After 2013, the third wave of opioid overdose came to being. The surge in illicitly-manufactured opioids such as fentanyl.
The Reason Behind the Opioid Epidemics
There are a number of factors that have direct and indirect links to opioid overdose and the epidemic. One factor among them can be the aggressive marketing by pharmaceutical companies. The higher frequency of marketing opioid drugs to physicians and over-the-counter medical stores can aid in a significant rise in opioid overdose. The more these drugs are marketed to physicians, the more opioid drug sales are, resulting in more opioid usage, many of which lead to dependency and overdose.
There is also a socio-economical factor in this matter. The doctors are prescribing these opioids more to economically backward classes, who have a higher chance of getting dependent on these opioid drugs. Increased dependency is directly correlated to higher doses each time and eventually crosses the safety threshold.
Moreover, opioids such as fentanyl are available in combination with other hard drugs and hallucinogens in abundant quantities in the illicit market, on which the government has no reliable data. However, fatalities related to opioids and other hard drugs have been increasing.
Countering the Opioid Epidemic
The CDC is doing every bit it can to prevent and regulate this epidemic. The entire process has several steps, and all of them must work seamlessly to control opioid usage all over. The CDC is collaborating with states and governments to collect data to identify outbreaks. They are also closely monitoring particular classes and communities so they can respond to cases of overdoses and provide sufficient care. They are also collaborating with various community services that are committed to providing support and care to the affected people.
- They are monitoring trends to understand the nature of the epidemic.
- They are building state and other facilities to bring in people who need treatment and support to fight addiction. That will also stop overdose mortality over time.

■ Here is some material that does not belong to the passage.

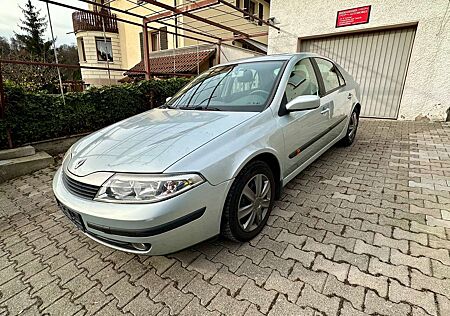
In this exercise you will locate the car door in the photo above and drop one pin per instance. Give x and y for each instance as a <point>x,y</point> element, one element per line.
<point>302,130</point>
<point>336,100</point>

- Public awareness plays an important role when it comes to social issues such as this. CDC, along with other social services, are jointly spreading awareness about the misuse of opioid drugs and safe usage.
- The usage of medication bags can be effective in preventing the misuse of these drugs. Medication bags are handy when it comes to making these drugs ineffective. There are also locked medication bags, which are even more useful in the matter of preventing usage. There can be studies on how medication bags can help in the opioid crisis. There is also evidence that medication bags are a safe space for storing your medication and other sensitive medical information.
With data collection and securing epidemic zones with valuable resources, collaboration between various entities seems to be key when fighting against a social issue. The CDC has joined hands with multiple healthcare facilities, first responders, public health officials, mental health professionals, and social service providers to create awareness about opioid use. Without that, fighting against the opioid epidemic seems like a long-lost war.
As the US sees an increasing number of deaths from opioid overdoses, it is high time the government pays even closer attention to identifying all the major causes of this ongoing epidemic. Above all, the general public should always be cautious about using medication and steer clear of drugs in order to protect themselves and their close ones from this opioid epidemic.